Michael 01:16:03 Yeah, it’s totally related to that. Yeah. So like, you know, I worked with Walt Schneider who, you know, had the controlled versus automatic processing, which maps like even, you know, I believe condiments said it maps one to one system, one system, two concept. Um, so yeah, I mean, controlled processing, but this particular, uh, flavor of control processing that is really about novel task behavior and transferring, um, abilities and to novel situations and that which is directly related to, uh, general human intelligence, which is another topic that I really dug into when I was working with Todd braver. So general fluid intelligence is this really fascinating concept in psychology. That’s really about individual differences and is directly related to, uh, riddle abilities. Um, they, they actually correlate quite strongly. And so if we could really, you know, figure out what’s going on, like why do, why do humans have this?

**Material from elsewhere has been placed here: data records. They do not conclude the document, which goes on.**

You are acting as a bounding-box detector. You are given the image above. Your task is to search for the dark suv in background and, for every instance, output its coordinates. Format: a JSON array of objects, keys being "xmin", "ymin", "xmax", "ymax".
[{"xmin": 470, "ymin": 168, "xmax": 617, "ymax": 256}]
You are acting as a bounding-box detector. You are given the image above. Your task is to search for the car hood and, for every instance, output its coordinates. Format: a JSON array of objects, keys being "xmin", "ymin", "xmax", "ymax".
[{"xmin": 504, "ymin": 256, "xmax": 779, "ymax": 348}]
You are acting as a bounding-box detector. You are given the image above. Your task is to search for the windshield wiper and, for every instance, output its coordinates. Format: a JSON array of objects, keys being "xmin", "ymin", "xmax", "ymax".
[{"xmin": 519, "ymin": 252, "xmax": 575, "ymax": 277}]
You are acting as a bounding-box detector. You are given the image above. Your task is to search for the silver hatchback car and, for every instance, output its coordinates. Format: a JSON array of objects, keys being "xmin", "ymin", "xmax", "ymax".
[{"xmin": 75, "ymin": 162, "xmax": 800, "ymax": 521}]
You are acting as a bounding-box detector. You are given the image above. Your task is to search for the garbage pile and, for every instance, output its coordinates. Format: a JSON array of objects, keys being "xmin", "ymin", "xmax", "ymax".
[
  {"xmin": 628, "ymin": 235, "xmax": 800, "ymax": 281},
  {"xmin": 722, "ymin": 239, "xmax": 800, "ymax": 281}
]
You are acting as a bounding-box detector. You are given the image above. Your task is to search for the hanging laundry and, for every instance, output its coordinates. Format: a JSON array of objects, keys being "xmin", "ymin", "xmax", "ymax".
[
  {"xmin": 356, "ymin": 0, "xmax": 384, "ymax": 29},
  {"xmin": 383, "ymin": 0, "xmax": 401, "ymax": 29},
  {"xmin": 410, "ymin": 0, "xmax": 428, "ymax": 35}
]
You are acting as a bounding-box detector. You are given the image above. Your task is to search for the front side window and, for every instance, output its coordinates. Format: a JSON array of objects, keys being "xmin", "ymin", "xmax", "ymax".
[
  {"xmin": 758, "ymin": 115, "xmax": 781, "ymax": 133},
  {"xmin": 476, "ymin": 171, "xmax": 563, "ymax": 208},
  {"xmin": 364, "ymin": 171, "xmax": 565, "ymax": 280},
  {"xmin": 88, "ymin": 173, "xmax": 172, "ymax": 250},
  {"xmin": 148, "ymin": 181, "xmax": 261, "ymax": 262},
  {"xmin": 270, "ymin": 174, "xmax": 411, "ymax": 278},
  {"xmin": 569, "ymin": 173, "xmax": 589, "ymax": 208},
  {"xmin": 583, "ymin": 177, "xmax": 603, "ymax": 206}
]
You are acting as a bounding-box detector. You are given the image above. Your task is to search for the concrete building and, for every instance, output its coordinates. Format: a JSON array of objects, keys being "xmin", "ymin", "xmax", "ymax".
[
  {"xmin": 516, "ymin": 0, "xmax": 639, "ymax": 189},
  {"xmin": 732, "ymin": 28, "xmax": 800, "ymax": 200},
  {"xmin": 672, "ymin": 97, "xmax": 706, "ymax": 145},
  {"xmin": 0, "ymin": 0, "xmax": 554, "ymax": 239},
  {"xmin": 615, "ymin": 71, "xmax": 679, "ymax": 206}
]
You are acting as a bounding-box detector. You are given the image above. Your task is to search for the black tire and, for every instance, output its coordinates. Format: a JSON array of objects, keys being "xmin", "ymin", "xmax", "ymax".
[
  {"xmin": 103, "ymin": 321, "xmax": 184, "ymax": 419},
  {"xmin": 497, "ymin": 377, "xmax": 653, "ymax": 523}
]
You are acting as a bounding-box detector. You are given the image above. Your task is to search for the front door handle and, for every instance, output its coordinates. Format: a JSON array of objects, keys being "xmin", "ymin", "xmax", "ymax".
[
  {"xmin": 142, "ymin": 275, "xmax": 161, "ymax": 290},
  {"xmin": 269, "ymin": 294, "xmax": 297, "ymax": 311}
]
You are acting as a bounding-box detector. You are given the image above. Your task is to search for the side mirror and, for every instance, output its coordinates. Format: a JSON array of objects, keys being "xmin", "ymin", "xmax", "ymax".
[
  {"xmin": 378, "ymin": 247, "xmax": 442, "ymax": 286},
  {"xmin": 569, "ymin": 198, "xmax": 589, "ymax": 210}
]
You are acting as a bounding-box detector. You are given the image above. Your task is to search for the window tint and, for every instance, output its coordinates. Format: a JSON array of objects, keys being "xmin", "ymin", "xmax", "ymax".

Michael 01:17:05 Um, isn’t, it is, it is a factor analytic thing that they can see in the statistics that, that each individual, it seems to have this general ability that generalizes across a bunch of different tasks. Um, what is that, you know, where, where is that in the brain? And like, what’s the mechanism behind that? You know, maybe once we figured that out, we can copy that over for AI. And then I guess there’s the term artificial general intelligence, and I’m talking about natural general intelligence, right. And maybe there’s some way to learn from one and ticket over to the other.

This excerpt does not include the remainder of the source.